Марианна удивленно вздергивает брови, и я решаю, что она уже слышала о деле, но дело оказывается не в этом.
— Йозеф Кирхер… фотограф?
— Да.
— Вот как… Я и подумать не могла… Я восхищаюсь работами вашего отца, была на выставке его фотографий несколько лет назад в Женеве… Огромный талант.
— Благодарю… — Я немного смущен. — Девичья фамилия моей матери Янсен. Но я не уверен, что она настоящая.
Марианна хмурится, на этот раз еще выразительнее.
— Почему вы так говорите?
Отступать некуда. Желая скрыть истинные причины приезда в Лозанну, я рискую упустить главное, а этой женщине я доверяю. У меня нет абсолютно никаких оснований ее подозревать.
— Буду с вами откровенен: я здесь потому, что мою мать арестовали два дня назад за попытку убийства.
Марианна даже не пытается скрыть изумление. Я вытаскиваю телефон, открываю сохраненную статью и даю ей просмотреть.
— Вы, возможно, слышали об этом… Средства массовой информации широко освещали это дело.
Она качает головой, глядя на газетную статью.

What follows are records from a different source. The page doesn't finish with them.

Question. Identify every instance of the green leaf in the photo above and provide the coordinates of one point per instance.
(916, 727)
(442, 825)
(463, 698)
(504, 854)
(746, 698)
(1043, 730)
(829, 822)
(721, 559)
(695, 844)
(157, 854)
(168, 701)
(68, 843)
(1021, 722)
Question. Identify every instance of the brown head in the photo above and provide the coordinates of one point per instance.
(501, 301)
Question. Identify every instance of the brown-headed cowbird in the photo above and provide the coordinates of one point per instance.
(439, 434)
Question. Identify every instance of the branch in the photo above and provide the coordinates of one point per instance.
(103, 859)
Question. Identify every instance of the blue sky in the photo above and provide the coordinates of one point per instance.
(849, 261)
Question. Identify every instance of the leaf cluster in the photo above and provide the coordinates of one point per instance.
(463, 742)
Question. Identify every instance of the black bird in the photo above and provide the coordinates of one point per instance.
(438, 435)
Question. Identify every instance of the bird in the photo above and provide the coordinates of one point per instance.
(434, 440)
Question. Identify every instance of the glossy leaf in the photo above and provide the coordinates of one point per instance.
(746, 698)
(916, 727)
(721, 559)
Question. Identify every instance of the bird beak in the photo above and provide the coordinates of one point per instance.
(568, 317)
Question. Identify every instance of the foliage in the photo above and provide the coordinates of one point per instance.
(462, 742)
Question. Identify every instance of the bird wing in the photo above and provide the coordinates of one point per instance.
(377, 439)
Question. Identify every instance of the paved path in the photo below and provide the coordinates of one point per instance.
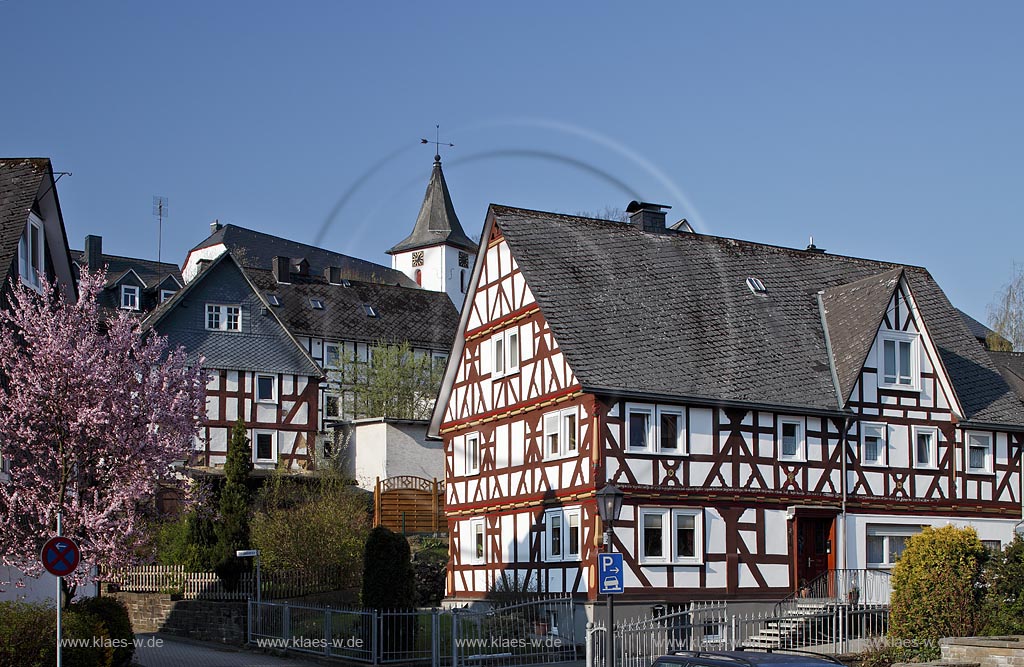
(176, 652)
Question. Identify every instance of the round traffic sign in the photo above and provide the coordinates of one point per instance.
(60, 555)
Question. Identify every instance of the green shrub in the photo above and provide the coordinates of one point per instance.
(388, 581)
(187, 540)
(115, 617)
(430, 569)
(306, 525)
(936, 588)
(28, 634)
(1004, 578)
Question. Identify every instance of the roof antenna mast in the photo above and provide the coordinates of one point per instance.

— Нет, последние несколько дней я была ужасно занята и не следила за новостями… Расскажите, что случилось?
Я излагаю ей события с того момента, как узнал новость по телефону, до моего визита в полицейский участок в Авиньоне.
— Я очень вам сочувствую. Но зачем вы здесь? Как все это связано с домом Святой Марии?
— Человек, которого она хотела убить, — швейцарский врач. От нашего адвоката я узнал, что он работал в этом доме, когда там была моя мать.
— Невероятно…
— Больше никто не в курсе. Даже полиция не знает, что может связывать мою мать с этим человеком. Его зовут Грегори Далленбах, он из Лозанны.
Лицо молодой женщины застывает.
— Это имя вам что-то говорит?
— Я… Может быть. Кажется, оно мне где-то попадалось — возможно, в одном из досье, — но я не уверена.
— Далленбах уже на пенсии, он старик… Врачи не знают, выкарабкается ли он, а моя мать рискует провести остаток жизни в тюрьме.
Дюссо качает головой, вид у нее растерянный.